1

I have looked at similar posts, which come close to my case, but my result nonetheless seems unexpected.

import BeautifulSoup
import re

soup = BeautifulSoup.BeautifulSoup(<html page of interest>)
if (soup.find_all("td", attrs= {"class": "FilterElement"}, text= re.compile("HERE IS TEXT I AM LOOKING FOR")) is None):
    print('There was no entry')
else:
    print(soup.find("td", attrs= {"class": "FilterElement"}, text= re.compile("HERE IS THE TEXT I AM LOOKING FOR")))

I obviously filtered out the actual HTML page, as well as the text in the regular expression.

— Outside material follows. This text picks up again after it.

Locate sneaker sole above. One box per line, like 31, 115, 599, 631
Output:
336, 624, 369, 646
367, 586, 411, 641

The rest is exactly as written. I get the following error:

Traceback (most recent call last):
  File "/Users/appa/src/workspace/web_forms/WebForms/src/root/queryForms.py", line 51, in <module>
    LoopThroughDays(form, id, trailer)
  File "/Users/appa/src/workspace/web_forms/WebForms/src/root/queryForms.py", line 33, in LoopThroughDays
    if (soup.find_all("td", attrs= {"class": "FilterElement"}, text= re.compile("HERE IS THE TEXT I AM LOOKING FOR")) is None):
TypeError: 'NoneType' object is not callable

I understand that the text will sometimes be missing. But I thought that the way I have set up the if statement was precisely able to capture when it is missing, and therefore a NoneType.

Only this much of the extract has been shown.